Notes Receivable from Participants
Participants can borrow from the Plan at a rate of 1% over the Prime Rate on the date of borrowing as received by Vanguard from Reuters. Notes are secured by the balance in the participant’s account, with payment terms generally between one and four years. With certain exceptions, participants can borrow the lesser of 50% of their vested account balance or $50,000, reduced by the highest outstanding note balance during the prior 12 months. Notes are not issued to participants who already have a note outstanding. Participant notes are valued at amortized cost plus accrued interest. Under ERISA guidelines, certain delinquent notes are deemed to be distributed for Internal Revenue Service (IRS) Form 5500 reporting.
Benefit Payments
Upon a participant's retirement after age 55, death, disability or other termination of employment with the Company, the entire vested balance in the participant's account is available for distribution. Each participant's distribution under the Plan is payable as a lump sum, installments or other forms of payment retained from prior plans. Partial distributions (up to one per month) are permitted with a minimum amount of $100 for periods prior to January 1, 2025 or $1,000 effective January 1, 2025. Participants may elect to receive a lump sum distribution entirely in cash, or in a combination of cash and shares of Emerson common stock. Distribution of vested account balances of at least $7,000 may be deferred by separated employees until age 72 or 73, dependent on the date in which a participant reaches such age as is more fully described in the Setting Every Community Up for Retirement Enhancement (SECURE) 2.0 Act of 2022, at which time required minimum distributions under ERISA must begin.

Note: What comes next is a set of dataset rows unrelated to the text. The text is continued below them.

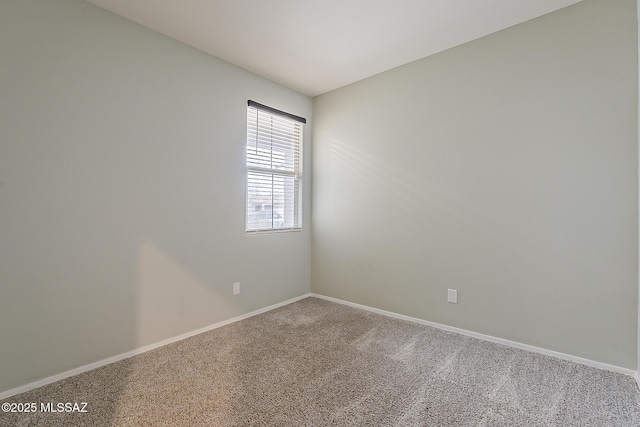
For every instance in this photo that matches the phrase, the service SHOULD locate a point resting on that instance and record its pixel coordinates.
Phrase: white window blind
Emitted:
(274, 169)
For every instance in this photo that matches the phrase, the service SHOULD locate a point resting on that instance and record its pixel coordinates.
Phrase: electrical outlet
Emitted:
(452, 296)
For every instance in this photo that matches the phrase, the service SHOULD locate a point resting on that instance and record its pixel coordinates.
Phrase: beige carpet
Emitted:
(316, 363)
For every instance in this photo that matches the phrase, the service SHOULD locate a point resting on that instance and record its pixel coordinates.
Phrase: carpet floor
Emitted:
(317, 363)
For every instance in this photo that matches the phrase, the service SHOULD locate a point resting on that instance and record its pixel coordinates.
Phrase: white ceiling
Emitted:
(315, 46)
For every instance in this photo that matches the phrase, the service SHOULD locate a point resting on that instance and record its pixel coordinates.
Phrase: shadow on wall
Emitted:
(169, 301)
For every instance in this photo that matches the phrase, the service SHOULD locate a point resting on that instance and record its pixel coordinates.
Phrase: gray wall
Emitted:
(122, 190)
(505, 168)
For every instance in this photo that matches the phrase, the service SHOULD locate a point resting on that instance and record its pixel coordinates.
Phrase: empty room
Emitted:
(304, 213)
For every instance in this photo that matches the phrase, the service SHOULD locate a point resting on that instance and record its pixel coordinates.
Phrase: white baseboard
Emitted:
(100, 363)
(493, 339)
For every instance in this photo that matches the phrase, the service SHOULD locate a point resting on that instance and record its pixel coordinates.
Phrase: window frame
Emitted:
(259, 169)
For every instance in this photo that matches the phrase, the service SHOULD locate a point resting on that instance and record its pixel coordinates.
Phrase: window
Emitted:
(274, 169)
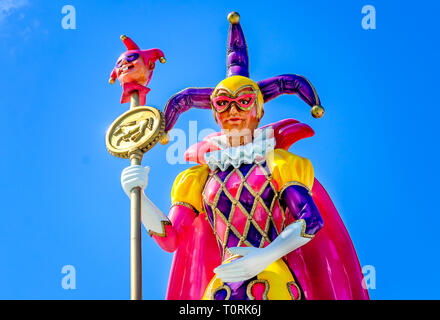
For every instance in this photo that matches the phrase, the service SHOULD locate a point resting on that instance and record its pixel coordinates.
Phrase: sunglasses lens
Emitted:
(221, 104)
(132, 57)
(129, 58)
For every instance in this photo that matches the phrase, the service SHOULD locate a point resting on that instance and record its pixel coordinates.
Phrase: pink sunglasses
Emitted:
(244, 102)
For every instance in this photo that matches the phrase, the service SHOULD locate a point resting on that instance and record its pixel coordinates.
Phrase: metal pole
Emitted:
(135, 227)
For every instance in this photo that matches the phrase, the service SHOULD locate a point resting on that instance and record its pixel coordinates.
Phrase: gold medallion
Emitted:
(138, 129)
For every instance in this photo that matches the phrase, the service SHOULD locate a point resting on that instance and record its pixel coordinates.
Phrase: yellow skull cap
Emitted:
(234, 83)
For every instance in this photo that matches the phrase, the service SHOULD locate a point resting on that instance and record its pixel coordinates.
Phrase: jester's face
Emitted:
(130, 67)
(237, 104)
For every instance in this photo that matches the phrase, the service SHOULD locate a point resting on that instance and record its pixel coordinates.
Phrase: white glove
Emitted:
(134, 176)
(255, 260)
(152, 218)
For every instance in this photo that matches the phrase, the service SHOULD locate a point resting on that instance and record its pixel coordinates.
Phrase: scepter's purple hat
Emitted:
(237, 57)
(238, 65)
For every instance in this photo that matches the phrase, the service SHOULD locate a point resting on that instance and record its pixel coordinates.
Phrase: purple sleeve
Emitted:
(301, 205)
(289, 84)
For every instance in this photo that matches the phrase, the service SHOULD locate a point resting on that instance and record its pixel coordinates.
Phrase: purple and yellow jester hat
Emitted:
(237, 76)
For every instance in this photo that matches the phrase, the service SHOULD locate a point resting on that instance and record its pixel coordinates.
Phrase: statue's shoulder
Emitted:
(286, 167)
(188, 186)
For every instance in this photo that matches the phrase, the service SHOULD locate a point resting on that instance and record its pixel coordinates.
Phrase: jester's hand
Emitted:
(253, 262)
(134, 176)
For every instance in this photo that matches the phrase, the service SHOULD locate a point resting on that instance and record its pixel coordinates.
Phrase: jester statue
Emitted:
(250, 220)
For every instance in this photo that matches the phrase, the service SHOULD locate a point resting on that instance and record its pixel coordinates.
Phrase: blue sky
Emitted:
(375, 150)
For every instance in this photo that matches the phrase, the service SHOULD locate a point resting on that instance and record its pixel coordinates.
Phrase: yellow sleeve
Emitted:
(188, 187)
(288, 169)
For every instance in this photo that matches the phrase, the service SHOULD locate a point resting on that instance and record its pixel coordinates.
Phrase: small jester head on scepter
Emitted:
(134, 69)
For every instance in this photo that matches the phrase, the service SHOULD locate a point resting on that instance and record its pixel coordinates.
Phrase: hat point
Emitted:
(234, 17)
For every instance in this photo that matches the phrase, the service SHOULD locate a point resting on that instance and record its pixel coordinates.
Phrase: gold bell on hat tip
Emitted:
(164, 139)
(234, 17)
(317, 112)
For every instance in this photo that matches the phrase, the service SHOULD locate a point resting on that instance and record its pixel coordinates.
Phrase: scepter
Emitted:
(134, 133)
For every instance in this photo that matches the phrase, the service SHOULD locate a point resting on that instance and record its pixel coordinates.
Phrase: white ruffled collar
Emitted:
(227, 156)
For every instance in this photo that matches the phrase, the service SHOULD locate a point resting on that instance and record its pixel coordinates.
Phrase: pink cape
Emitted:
(327, 268)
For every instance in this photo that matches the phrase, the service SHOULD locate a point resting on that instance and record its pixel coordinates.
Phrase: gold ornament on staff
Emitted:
(134, 133)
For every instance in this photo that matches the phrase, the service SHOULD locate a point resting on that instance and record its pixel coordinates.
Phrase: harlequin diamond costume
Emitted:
(255, 196)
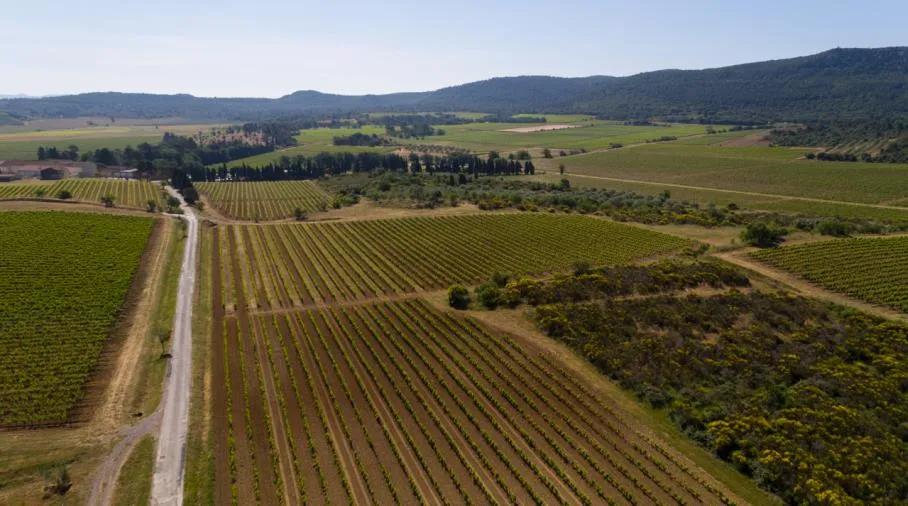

Participants who are actively employed by the Company may withdraw all or a portion of their after-tax contributions and amounts transferred or rolled-over from another plan qualified under Section 401 of the Code. If a participant is at least age 59½, all contributions in the Plan can be withdrawn. Roth 401(k) withdrawals must fulfill the five year participation period for earnings to be distributed tax-free.
Actively employed participants may request, subject to approval, a withdrawal of all or a portion of their pre-tax or Roth contributions subject to demonstration of substantial financial hardship. The amount of the hardship withdrawal must be at least $1,000 and may not exceed 100% of the vested portion of your account, inclusive of any outstanding loans. If, prior to December 31, 2020, a participant requested a coronavirus-related distribution of up to $100,000 under the Coronavirus Aid, Relief, and Economic Security (CARES) Act enacted in March 2020, the Plan permits repayment of such distributions for up to three years following such distribution in accordance with the CARES Act. Accounts from Merged Plans (as defined in section (4) below) may be subject to special withdrawal and distribution rules.